Илья подхватил рюкзак и бросился вниз по тропе. Дорога, хоть и не из желтого кирпича, все же была вымощенная ровными серыми камнями, гладкими и хорошо пригнанными друг к другу. Шаг за шагом Илья спускался к речке, блестевшей серебряной змейкой далеко внизу. Одет он был только в джинсы и водолазку и лёгкую куртку, которые легко трепал ветер. Спину мальчику прикрывал пустой, с одним только яблоком и парой книжек, рюкзак, от него было теплее, только яблоко при ходьбе стучало по позвоночнику.
Каменная дорожка змейкой подбегала к реке и поднималась с другой стороны. Там шли какие-то люди, неразличимые с этого берега, и Илья заторопился. Наверно, это Павел с Сергеем, подумал мальчик, он скоро их догонит.
Но дойдя до воды, он остановился в задумчивости. Как же он будет переходить на ту сторону... Впрочем, река не выглядела бурной и опасной. Весной или осенью она, может, и разливалась в полную силу, но сейчас это был просто ручеек шириной метров в десять, поперек которого кто-то уложил ряд крупных камней. Камни выглядели ровными, а их верхушки высоко выступали из воды, даже не мокли от брызг. Илья ступил на первый из камней, ощущая под ногами его надежную поверхность. Он перешагнул на следующий, потом ещё на один, и так, не поднимая головы от каменной дорожки над водой, быстро перебрался на другой берег.
Теперь дорога стала забираться вверх широкими ступеньками, как лестница. Илья прикинул, что до вершины его отделяет шагов триста, и принялся мерно считать: "Раз, два, три...". Он сбивался с дыхания на ходу и начинал со случайного числа заново: "Сто пятьдесят один, сто пятьдесят два...". Через шагов четыреста он обнаружил, что то, что казалось ему вершиной - было всего лишь поворотом на гребне горы, и за этим поворотом открывается ещё один склон, всё также вздымающийся ввысь.
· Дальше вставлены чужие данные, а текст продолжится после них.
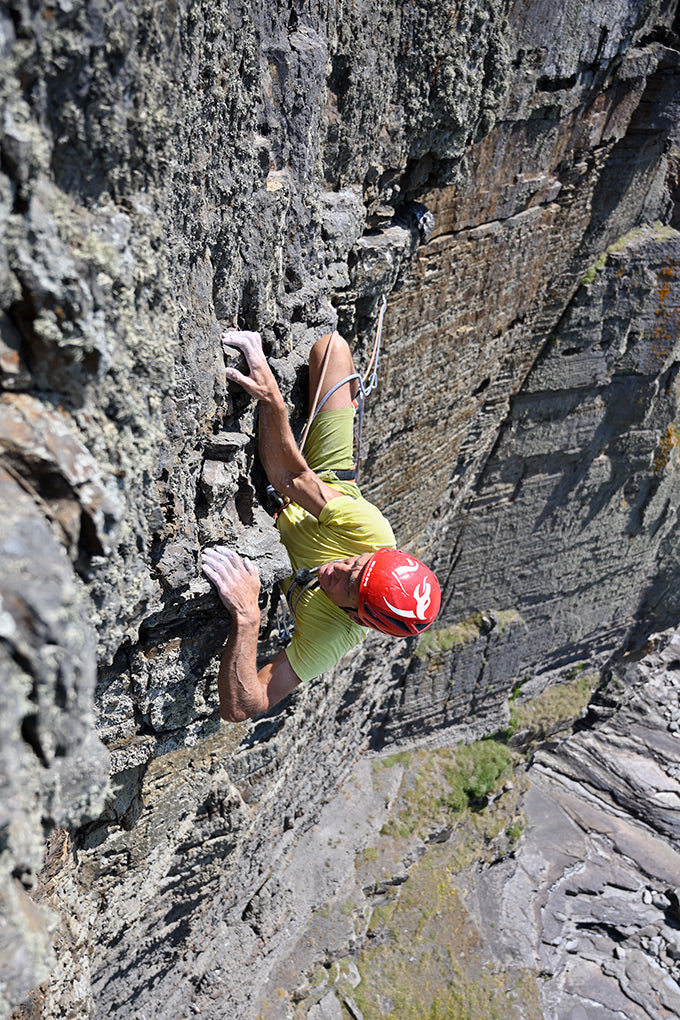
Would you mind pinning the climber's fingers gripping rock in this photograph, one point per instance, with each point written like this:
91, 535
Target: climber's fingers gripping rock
260, 384
237, 580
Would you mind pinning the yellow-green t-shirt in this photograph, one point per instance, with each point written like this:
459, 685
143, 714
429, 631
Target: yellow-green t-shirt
348, 525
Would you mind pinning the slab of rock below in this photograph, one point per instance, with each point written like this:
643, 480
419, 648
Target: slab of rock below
588, 897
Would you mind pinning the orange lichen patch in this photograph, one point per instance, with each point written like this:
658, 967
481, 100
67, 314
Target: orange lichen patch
663, 455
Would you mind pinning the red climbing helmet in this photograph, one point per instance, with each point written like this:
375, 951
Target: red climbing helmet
398, 594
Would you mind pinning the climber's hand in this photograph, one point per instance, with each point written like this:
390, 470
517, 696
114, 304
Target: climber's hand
237, 580
261, 383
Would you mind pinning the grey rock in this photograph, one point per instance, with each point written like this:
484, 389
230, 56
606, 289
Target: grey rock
167, 173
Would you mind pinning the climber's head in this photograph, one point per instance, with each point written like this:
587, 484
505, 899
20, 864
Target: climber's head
388, 591
398, 594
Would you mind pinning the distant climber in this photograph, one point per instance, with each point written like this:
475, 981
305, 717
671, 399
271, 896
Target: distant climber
347, 572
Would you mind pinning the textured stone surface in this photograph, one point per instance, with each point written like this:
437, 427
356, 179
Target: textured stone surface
168, 171
590, 895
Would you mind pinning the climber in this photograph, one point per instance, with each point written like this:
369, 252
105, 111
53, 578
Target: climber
347, 572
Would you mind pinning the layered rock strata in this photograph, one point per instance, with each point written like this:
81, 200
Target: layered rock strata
166, 172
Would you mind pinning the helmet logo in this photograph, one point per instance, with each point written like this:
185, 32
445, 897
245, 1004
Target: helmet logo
423, 600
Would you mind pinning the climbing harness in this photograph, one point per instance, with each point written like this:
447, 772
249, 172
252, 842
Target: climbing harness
304, 580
Тропа продолжала карабкаться на гору, вершина которой тонула в клочьях серого тумана. Мальчик остановился, и ветер тут же снова ударил ему в грудь.
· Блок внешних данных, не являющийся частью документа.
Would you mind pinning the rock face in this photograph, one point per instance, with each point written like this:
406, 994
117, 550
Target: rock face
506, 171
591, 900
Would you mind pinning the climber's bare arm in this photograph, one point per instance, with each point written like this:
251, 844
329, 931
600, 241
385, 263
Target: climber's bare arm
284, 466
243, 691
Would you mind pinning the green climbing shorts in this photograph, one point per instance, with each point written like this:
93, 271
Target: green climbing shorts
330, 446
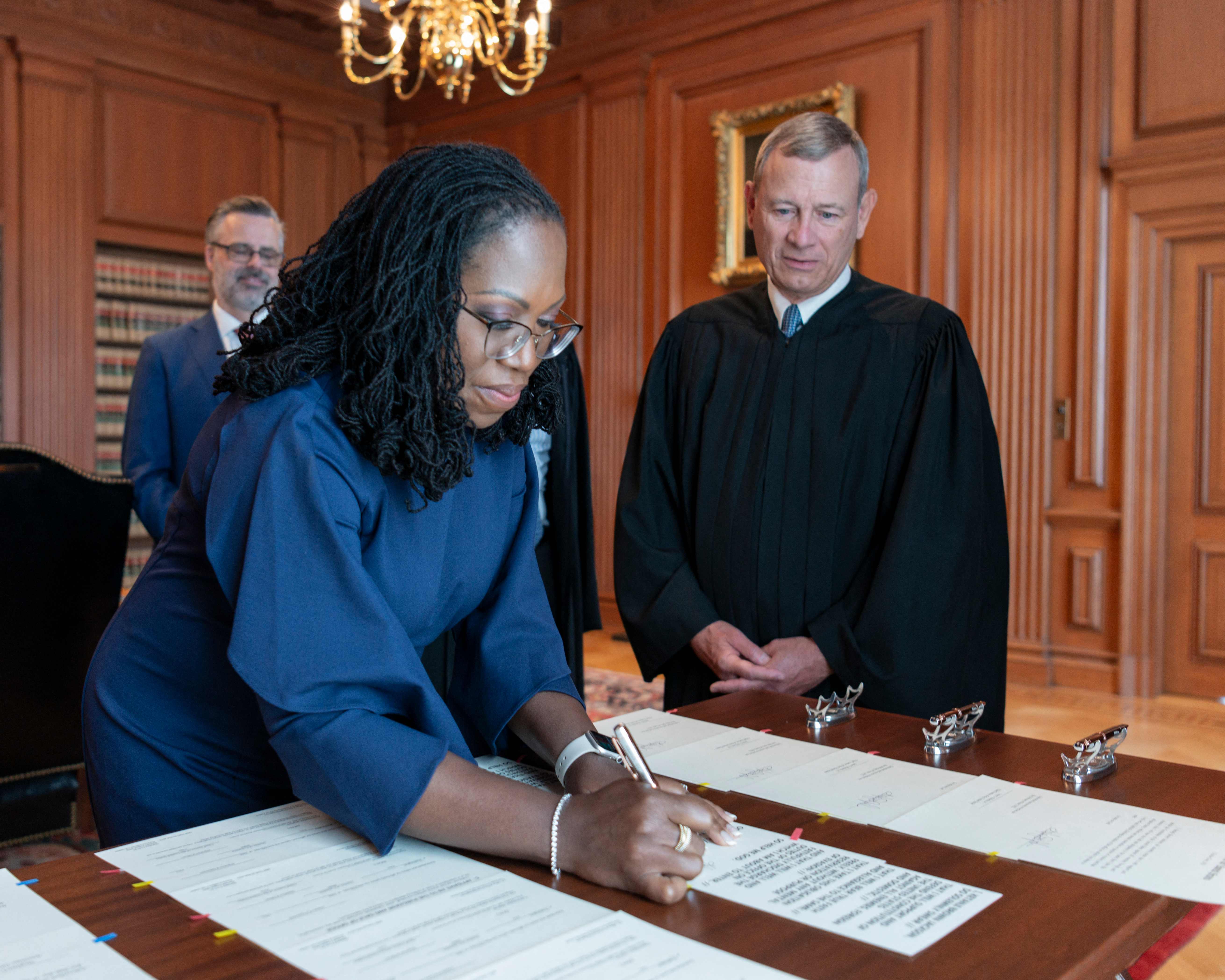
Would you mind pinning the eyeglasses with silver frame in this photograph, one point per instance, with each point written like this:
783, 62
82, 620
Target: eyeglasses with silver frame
242, 253
505, 339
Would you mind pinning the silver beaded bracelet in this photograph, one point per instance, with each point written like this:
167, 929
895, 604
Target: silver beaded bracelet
553, 837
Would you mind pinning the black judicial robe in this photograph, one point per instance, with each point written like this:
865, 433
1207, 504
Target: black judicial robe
842, 486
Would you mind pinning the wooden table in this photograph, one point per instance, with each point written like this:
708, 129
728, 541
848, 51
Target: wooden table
1049, 924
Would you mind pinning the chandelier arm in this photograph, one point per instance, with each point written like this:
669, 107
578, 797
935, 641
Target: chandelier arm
527, 76
415, 90
374, 59
512, 92
364, 79
488, 35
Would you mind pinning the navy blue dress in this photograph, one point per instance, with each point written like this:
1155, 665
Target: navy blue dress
270, 648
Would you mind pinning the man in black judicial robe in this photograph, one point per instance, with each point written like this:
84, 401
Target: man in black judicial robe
811, 494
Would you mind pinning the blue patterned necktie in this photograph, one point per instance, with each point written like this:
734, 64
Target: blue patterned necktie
791, 322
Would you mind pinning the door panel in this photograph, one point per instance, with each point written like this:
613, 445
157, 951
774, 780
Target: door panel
1195, 653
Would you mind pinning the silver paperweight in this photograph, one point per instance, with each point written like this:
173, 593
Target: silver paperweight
1094, 756
953, 731
834, 711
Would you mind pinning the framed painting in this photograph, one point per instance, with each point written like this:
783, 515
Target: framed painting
738, 136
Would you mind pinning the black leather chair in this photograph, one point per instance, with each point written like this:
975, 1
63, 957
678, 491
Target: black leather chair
63, 541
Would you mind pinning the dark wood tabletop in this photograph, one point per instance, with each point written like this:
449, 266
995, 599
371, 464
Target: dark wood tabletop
1049, 924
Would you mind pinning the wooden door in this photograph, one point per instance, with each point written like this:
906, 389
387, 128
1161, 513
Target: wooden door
1195, 653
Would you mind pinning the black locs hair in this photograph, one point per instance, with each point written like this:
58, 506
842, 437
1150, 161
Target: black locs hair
379, 296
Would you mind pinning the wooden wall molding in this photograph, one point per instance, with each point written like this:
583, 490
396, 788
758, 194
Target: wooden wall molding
1212, 390
1088, 592
1089, 401
1158, 105
176, 189
1210, 614
1016, 243
57, 310
617, 139
10, 247
1152, 216
155, 37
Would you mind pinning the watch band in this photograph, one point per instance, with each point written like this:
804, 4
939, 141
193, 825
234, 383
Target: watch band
579, 748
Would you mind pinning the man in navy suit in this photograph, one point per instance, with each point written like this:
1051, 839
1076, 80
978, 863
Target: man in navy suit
172, 393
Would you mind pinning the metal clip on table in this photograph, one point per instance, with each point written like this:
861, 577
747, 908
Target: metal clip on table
1094, 756
834, 711
955, 729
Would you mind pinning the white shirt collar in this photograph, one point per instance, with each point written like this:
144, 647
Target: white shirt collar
813, 303
228, 326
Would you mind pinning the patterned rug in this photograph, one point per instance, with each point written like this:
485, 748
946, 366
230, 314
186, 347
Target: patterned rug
63, 846
609, 694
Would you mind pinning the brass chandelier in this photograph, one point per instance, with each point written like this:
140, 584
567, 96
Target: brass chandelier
446, 40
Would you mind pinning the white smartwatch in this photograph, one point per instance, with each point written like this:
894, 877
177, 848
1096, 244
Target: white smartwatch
590, 742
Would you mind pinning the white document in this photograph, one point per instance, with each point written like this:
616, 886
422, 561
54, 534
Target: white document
838, 891
620, 948
199, 854
64, 954
737, 759
658, 732
25, 914
521, 773
858, 787
1163, 853
40, 943
421, 912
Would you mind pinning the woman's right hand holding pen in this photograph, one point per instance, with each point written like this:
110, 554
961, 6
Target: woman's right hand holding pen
625, 836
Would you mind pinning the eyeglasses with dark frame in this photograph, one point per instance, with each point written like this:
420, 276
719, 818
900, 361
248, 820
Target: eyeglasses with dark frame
508, 337
242, 253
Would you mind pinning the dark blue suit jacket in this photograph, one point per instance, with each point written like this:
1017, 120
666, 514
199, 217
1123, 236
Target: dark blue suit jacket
172, 399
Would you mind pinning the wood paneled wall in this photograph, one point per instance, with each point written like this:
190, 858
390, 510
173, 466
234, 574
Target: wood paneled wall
1053, 170
127, 123
1041, 165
Только тогда Илья обернулся назад и - не увидел родителей. "Они ведь пошли в гору? Не могли же они бросить меня тут одного?", - испугался он.
Вокруг громоздились крупные камни, поднимавшиеся к пирамиде ближайшей вершины. Склон порос низким кустарником и крошечными ромашками с серебряными листьями, будто покрытыми металлическим инеем. Илья даже потрогал одну - нет, обыкновенные листья, никакие не металлические и не замерзшие. Как холодно тут было! Солнце скрылось в облаке, укрывавшем вершину, а тропа терялась за новым поворотом, за которым он уже и не надеялся увидеть перевал. А ветер! Какой злой и холодный ветер властвовал в горах! Особенно по отношению к одиноким мальчикам без теплой одежды!
Неужели он оказался в горах один? В совершенно незнакомом, чужом месте, где и не живёт-то никто? В диких горах, на страшной тропе! И что ему теперь делать? Возвращаться? Папа говорил, надо спуститься к реке, потом подняться, потом дойти по перевалу до вершины, и все. Но он уже спустился, и поднялся. "Наверно, скоро будет гора, - решил мальчик, - добегу до вершины, а вернусь краткой дорогой. Всё в порядке, - успокаивал он себя, - всё будет хорошо".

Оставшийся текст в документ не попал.